Woodstock is a town of less than 2,000 people with a median income of less than $40,000. “The rate of teen pregnancy is higher than the national average; the rate of drug addiction is higher than the national average,” said Chad Payne, the pastor of a local church. “You may dream of getting out of that, but you don’t see others who have done that, so you don’t know the process. I think maybe I can bring a fresh perspective and say, ‘Look, you can be more than what you are … there’s more to life than this.’”
When serving in the community, Chad sees hopelessness as the main reason why so many are in poverty. But knowing where to start with such a complex problem can be difficult. That’s why Convoy of Hope offers training sessions to community groups interested in meeting local needs.
“When I came across Convoy of Hope, it was a perfect fit,” Pastor Chad said. “The thing I came away [with] from that first training was that this is easy to do. It’s very practical. Convoy of Hope has just simply come alongside us. They’ve encouraged me to believe that good things can happen here.”

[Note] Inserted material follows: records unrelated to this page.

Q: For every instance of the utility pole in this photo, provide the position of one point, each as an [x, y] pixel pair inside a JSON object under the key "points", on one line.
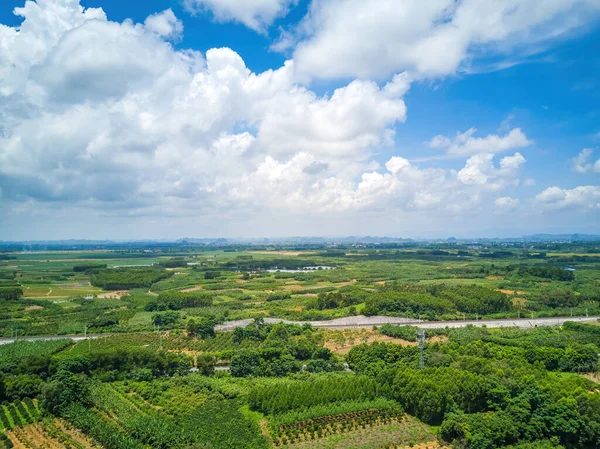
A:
{"points": [[421, 338]]}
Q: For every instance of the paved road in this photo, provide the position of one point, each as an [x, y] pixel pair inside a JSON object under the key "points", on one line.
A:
{"points": [[362, 322], [75, 338], [359, 322]]}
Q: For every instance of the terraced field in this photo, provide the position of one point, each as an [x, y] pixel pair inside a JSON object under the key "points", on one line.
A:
{"points": [[54, 434]]}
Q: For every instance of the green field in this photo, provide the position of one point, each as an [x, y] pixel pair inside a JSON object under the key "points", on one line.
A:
{"points": [[158, 376]]}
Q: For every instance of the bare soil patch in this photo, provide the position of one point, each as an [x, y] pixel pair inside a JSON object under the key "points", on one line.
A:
{"points": [[32, 308], [341, 341], [113, 295], [511, 292]]}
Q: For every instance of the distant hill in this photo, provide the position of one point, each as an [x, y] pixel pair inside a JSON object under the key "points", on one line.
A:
{"points": [[562, 237]]}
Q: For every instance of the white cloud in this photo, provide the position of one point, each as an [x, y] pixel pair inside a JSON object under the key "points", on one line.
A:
{"points": [[255, 14], [479, 170], [376, 38], [466, 144], [165, 24], [506, 203], [109, 120], [582, 197], [110, 116], [581, 162]]}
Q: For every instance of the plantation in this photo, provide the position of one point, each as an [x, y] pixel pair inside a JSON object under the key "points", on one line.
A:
{"points": [[167, 368]]}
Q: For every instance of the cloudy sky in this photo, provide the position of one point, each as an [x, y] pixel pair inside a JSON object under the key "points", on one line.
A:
{"points": [[210, 118]]}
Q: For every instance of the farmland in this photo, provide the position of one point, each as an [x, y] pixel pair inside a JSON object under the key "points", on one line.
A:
{"points": [[160, 374]]}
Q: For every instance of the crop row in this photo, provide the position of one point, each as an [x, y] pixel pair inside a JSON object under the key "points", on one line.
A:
{"points": [[336, 425], [18, 414]]}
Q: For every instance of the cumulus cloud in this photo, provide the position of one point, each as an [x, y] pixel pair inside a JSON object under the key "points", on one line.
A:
{"points": [[466, 144], [429, 39], [255, 14], [506, 203], [582, 164], [480, 170], [111, 116], [110, 119], [165, 24], [582, 197]]}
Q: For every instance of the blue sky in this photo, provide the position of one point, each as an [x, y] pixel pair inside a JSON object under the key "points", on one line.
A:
{"points": [[120, 126]]}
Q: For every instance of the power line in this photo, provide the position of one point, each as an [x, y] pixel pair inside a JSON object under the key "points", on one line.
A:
{"points": [[421, 338]]}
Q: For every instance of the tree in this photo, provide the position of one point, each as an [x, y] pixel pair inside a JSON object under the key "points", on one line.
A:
{"points": [[63, 390], [192, 328]]}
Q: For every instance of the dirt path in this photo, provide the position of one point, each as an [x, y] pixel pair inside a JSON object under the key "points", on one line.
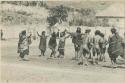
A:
{"points": [[41, 70]]}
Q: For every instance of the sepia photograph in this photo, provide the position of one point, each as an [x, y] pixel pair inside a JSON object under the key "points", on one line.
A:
{"points": [[62, 41]]}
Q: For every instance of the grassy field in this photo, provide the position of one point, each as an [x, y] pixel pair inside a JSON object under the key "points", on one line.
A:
{"points": [[41, 69]]}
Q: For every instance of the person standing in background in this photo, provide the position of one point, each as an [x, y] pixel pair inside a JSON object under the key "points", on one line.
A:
{"points": [[23, 44], [42, 44], [52, 44], [1, 34]]}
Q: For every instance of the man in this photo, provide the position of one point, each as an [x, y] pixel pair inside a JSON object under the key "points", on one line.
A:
{"points": [[61, 45], [53, 44], [76, 40], [42, 44], [1, 32], [102, 46], [96, 48], [115, 48], [85, 48], [23, 44]]}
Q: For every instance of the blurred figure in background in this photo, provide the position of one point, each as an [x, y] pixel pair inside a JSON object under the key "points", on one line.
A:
{"points": [[96, 48], [115, 48], [76, 40], [23, 44], [1, 34], [61, 46], [42, 44], [85, 48], [102, 45], [52, 44]]}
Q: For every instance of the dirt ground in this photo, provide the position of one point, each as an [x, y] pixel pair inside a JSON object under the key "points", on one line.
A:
{"points": [[43, 70]]}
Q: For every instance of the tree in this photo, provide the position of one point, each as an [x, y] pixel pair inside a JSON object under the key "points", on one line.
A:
{"points": [[58, 14]]}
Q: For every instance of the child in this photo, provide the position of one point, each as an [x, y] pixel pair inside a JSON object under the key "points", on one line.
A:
{"points": [[53, 44], [61, 46], [42, 44]]}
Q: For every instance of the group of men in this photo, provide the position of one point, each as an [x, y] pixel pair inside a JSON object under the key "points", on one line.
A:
{"points": [[87, 47]]}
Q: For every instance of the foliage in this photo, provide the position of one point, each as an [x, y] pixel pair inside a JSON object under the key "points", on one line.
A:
{"points": [[57, 14]]}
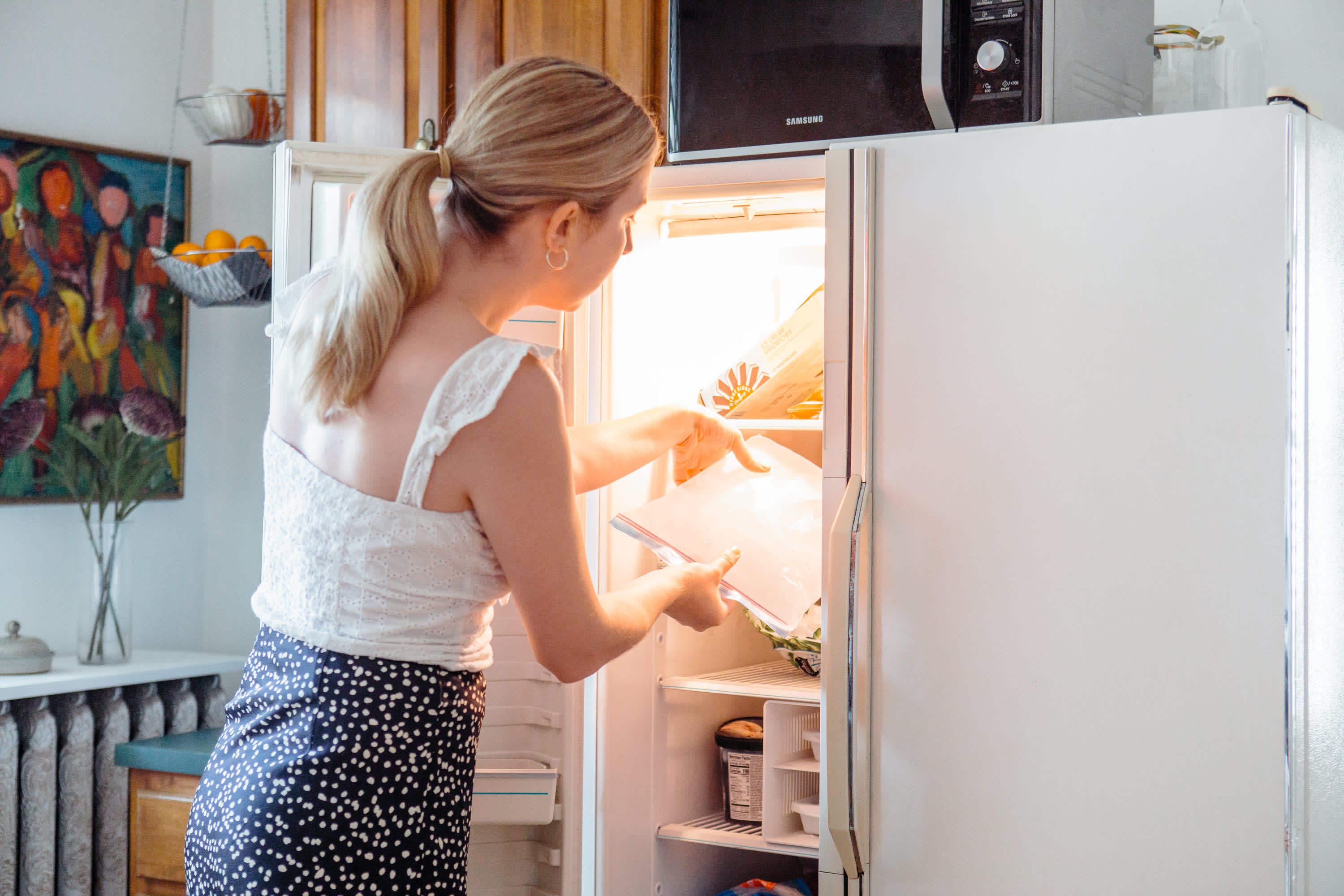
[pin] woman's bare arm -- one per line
(603, 453)
(518, 465)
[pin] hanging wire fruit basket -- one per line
(237, 119)
(241, 280)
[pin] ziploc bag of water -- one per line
(775, 517)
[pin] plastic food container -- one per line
(810, 812)
(514, 792)
(814, 739)
(742, 767)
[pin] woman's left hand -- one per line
(711, 437)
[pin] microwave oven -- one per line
(776, 77)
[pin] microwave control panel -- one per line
(1000, 64)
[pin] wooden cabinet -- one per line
(370, 72)
(366, 72)
(160, 804)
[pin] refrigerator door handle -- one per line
(838, 676)
(930, 65)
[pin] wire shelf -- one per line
(769, 680)
(717, 832)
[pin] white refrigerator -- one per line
(1084, 477)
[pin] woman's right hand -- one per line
(698, 603)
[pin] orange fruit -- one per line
(189, 248)
(258, 244)
(267, 116)
(220, 240)
(217, 240)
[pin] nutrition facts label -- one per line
(745, 777)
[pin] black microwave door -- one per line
(758, 73)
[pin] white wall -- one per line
(104, 73)
(1303, 42)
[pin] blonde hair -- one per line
(535, 132)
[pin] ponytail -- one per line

In an effort to combat poverty and hunger, Convoy of Hope provides leaders like Pastor Chad with products to help meet urgent needs in their communities.
“They have often made resources available and said, ‘Hey, look, we have this trailer load that we can bring you. And we gave this to another pastor. Here’s what he did with it. You could do that, or you could do something else.”
The partnership is paying off. Already, Pastor Chad is seeing the difference he and his congregation are making.
“We’ve become well-known in the community. When I meet somebody and they find out who I am, they’ll say, ‘Oh! You’re that church that came and helped the school that time, aren’t you?’”
Convoy of Hope believes that living rural doesn’t mean living far from hope. And partners like Pastor Chad and other local leaders in Woodstock prove that every day. With a little bit of knowledge, some support, and a few resources, rural communities all over the world are proving that hopelessness isn’t the norm and compassion can change lives.